China’s producer price rise has moderated since it reached a 26-year high in October of last year, allowing authorities some room to bolster the slowing economy just as central banks worldwide rush to aggressively raise interest rates to quell excessive inflation.

While China’s relatively low inflation has mostly been caused by sluggish domestic demand, July’s downturn was also attributed to an easing of global pricing pressures, such as declining oil prices.

Factory gate inflation will continue to decline during the rest of the year, based on what was said by the Chinese Economist Zichun Huang, at Capital Economics, because of a further decline in commodity costs, easing supply constraints, and a higher base for comparison.

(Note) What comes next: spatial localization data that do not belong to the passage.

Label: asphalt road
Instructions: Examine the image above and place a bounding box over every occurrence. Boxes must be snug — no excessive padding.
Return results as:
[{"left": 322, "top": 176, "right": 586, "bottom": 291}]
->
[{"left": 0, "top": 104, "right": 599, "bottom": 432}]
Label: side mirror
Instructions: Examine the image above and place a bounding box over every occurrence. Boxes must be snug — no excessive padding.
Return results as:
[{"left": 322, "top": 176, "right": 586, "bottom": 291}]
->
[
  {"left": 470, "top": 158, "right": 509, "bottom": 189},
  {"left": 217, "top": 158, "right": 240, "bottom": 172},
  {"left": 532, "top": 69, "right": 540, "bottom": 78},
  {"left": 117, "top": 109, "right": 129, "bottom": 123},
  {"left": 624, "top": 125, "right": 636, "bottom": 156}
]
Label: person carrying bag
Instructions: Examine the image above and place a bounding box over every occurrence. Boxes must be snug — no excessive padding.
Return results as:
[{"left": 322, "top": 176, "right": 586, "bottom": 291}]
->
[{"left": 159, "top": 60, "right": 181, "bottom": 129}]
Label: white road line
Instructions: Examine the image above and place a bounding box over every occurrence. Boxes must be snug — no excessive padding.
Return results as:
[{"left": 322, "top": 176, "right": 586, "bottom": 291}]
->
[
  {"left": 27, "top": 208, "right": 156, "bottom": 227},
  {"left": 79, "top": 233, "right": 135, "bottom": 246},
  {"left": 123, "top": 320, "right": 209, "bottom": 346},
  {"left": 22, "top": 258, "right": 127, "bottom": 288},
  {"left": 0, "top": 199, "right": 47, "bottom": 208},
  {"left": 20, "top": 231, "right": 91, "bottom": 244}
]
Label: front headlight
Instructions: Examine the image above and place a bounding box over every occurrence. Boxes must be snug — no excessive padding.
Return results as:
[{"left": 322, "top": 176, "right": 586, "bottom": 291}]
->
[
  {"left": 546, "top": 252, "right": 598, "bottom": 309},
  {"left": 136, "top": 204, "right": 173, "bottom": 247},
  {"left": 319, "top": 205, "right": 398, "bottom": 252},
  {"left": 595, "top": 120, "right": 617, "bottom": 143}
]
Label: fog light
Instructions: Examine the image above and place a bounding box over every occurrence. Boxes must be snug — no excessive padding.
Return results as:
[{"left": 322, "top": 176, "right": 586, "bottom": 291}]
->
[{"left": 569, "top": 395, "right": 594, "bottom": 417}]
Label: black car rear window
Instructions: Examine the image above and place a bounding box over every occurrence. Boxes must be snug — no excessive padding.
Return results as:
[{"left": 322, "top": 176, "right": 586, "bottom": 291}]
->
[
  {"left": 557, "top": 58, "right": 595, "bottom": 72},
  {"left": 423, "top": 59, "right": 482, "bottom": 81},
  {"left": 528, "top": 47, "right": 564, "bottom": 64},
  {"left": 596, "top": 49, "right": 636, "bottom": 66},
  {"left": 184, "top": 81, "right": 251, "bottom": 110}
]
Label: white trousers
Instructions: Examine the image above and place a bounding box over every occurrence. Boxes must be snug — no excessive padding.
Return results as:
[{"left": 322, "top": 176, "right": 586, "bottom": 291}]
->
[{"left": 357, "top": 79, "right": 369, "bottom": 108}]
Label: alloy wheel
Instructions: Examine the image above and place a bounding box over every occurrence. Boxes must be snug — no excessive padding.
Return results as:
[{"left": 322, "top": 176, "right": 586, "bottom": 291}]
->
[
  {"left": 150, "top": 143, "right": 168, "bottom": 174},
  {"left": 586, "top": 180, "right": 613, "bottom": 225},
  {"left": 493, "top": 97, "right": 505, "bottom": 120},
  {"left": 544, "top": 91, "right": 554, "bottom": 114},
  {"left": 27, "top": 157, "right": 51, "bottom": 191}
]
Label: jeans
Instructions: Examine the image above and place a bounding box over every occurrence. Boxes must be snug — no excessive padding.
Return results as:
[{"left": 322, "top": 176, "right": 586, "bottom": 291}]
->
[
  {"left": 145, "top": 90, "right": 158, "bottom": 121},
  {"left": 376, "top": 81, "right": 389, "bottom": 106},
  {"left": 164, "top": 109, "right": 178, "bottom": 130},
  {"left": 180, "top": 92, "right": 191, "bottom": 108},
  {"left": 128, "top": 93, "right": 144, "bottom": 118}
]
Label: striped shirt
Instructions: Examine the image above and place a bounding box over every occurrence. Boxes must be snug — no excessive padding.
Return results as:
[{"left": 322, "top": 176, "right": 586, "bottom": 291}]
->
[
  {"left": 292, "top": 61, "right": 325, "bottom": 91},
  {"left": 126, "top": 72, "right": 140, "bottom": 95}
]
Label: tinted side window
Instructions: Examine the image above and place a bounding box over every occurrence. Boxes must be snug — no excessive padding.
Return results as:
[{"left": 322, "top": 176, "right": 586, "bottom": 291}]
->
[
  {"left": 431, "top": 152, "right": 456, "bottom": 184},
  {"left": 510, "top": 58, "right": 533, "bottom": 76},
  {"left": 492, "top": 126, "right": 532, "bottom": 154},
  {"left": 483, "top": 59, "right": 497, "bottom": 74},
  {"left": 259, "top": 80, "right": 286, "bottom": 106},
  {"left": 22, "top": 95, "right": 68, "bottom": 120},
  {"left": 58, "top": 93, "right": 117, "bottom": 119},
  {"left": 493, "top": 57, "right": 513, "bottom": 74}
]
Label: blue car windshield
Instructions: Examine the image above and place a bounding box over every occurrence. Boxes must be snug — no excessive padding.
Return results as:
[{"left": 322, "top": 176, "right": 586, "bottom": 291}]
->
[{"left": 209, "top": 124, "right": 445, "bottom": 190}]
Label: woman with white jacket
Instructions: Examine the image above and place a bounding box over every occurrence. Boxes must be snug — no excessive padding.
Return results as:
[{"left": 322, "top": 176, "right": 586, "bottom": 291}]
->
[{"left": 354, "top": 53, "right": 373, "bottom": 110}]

PPI registered its first monthly dip since January, down 1.3% month-over-month, an indication of the weakening pace. The cost of metals & petrochemicals saw the largest drops.

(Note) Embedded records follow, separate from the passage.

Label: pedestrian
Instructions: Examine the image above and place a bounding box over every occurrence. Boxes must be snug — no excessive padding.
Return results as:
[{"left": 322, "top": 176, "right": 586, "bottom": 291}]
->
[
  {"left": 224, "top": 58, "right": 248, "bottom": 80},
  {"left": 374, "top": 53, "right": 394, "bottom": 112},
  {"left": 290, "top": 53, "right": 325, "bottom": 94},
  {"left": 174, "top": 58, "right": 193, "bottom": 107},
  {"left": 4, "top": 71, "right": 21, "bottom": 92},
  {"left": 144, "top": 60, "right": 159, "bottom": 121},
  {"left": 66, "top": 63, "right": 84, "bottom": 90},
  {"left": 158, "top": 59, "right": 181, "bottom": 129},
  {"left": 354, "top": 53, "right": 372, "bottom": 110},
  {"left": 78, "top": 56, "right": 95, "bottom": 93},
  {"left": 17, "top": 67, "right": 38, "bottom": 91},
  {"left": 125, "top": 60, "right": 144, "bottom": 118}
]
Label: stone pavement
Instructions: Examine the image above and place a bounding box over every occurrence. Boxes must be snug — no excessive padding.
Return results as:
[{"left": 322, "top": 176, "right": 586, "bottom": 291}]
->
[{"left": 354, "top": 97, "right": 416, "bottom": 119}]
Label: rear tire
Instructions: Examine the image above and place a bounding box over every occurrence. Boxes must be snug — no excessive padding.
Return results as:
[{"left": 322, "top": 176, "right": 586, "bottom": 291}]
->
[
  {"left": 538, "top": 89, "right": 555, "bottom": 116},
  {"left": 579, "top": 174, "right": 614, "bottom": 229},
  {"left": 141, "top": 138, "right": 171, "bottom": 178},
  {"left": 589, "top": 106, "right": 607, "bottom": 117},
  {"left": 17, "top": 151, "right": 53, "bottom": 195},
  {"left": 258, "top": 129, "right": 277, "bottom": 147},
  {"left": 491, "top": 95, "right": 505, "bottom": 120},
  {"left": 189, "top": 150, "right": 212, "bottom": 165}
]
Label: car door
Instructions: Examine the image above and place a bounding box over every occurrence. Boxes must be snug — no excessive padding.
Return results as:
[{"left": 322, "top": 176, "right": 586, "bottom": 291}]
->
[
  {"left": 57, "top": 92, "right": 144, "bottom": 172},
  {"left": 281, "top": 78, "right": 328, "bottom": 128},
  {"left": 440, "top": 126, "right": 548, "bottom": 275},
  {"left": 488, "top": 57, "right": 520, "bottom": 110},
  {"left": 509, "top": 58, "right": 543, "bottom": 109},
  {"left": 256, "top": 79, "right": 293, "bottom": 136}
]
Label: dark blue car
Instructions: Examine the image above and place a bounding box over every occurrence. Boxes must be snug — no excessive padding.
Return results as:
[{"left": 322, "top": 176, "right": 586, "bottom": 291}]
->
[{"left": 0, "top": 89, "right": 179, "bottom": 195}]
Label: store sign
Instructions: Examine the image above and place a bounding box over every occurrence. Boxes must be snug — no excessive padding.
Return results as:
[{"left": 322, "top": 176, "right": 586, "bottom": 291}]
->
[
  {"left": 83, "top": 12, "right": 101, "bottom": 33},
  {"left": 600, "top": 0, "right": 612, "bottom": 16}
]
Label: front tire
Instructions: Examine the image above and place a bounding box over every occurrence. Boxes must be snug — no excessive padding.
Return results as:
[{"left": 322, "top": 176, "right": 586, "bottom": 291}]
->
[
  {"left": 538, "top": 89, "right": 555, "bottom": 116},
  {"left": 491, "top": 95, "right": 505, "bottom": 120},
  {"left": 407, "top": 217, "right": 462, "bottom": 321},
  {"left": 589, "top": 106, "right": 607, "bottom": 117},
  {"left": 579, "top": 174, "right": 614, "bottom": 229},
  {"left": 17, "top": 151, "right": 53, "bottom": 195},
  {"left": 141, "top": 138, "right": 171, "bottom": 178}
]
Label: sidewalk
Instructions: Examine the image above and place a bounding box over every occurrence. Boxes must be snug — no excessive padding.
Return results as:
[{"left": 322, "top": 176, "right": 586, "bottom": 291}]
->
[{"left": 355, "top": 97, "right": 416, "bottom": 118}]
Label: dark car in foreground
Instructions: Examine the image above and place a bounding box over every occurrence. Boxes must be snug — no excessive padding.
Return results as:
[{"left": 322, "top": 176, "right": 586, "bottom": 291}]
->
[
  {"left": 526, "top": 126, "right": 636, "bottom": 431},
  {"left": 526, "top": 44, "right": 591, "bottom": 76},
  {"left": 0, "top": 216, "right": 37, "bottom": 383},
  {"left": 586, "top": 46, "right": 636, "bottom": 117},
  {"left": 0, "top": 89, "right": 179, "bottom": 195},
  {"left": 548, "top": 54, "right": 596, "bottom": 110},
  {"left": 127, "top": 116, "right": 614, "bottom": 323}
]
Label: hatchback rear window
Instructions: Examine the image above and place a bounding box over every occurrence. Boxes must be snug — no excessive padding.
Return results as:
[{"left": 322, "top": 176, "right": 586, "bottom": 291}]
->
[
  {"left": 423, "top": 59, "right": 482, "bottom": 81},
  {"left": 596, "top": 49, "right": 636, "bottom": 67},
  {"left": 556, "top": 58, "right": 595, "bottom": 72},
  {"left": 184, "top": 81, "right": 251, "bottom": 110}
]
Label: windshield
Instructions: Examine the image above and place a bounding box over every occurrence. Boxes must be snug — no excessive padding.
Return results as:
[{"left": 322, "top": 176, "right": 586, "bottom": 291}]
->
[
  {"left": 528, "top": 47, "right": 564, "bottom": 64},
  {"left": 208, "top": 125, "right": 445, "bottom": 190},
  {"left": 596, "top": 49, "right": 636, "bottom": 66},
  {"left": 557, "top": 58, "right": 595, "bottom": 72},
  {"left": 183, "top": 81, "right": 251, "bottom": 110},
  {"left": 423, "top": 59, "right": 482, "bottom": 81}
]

A second statement from NBS revealed that prices in the mining activities and washing sector increased 20.7% annually, down 10.7 percentage points over June, while those in the extraction of oil and gas sector increased 43.9% annually, up 10.5 percentage points.

China’s main purchasing managers’ index revealed this week that input prices fell in July as a result of falling energy and raw material prices, indicating a future reduction in producer prices.

Due to strong COVID-19 regulations, a fragile real estate market, and a cautious consumer attitude, the second-largest economy in the world has significantly slowed down and narrowly avoided contracting in the June quarter.

The consumer price index (CPI) rose 2.7% from a year ago, the quickest rate since July 2020, although it fell short of expectations for a 2.9% increase.

The primary factor driving consumer price increases is foodstuff inflation, which increased 6.3% year over year in July after increasing 2.9% in June.

Pork prices, which soared 20.2% year-over-year and reversed a 6.0% fall in June as supply stalled, were the primary factor behind the overall food price spike.

Core CPI, a better indicator of underlying inflation because it does not include volatile food and energy costs, remained sluggish, increasing by just 0.8% less than the 1.0% increase in June.

Although it is anticipated that the People’s Bank of China (PBOC) would maintain loose monetary conditions in the face of weak economic growth, the bank’s ability to do so is constrained by concerns about capital outflows as the U.S. Federal Reserve rapidly hikes interest rates.

Therefore, even if consumer inflation approaches China’s tolerance level of 3%, the PBOC will probably rely on more focused easing to maintain the recovery.

Given the current global inflationary challenges and interest rate increases in other major nations, the likelihood of a near-term universal interest rate drop is minimal, as per the words of chief economist Bruce Pang, at Jones Lang Lasalle.

Erin Xin, an economist at HSBC, wrote in a note that overall CPI inflation is still within the PBOC’s objective of about 3%, giving it the policy leeway to continue being accommodating.

He further stated that the PBOC must continue to be accommodating due to the COVID-19 clusters’ ongoing uncertainties and the dismal real estate market mood.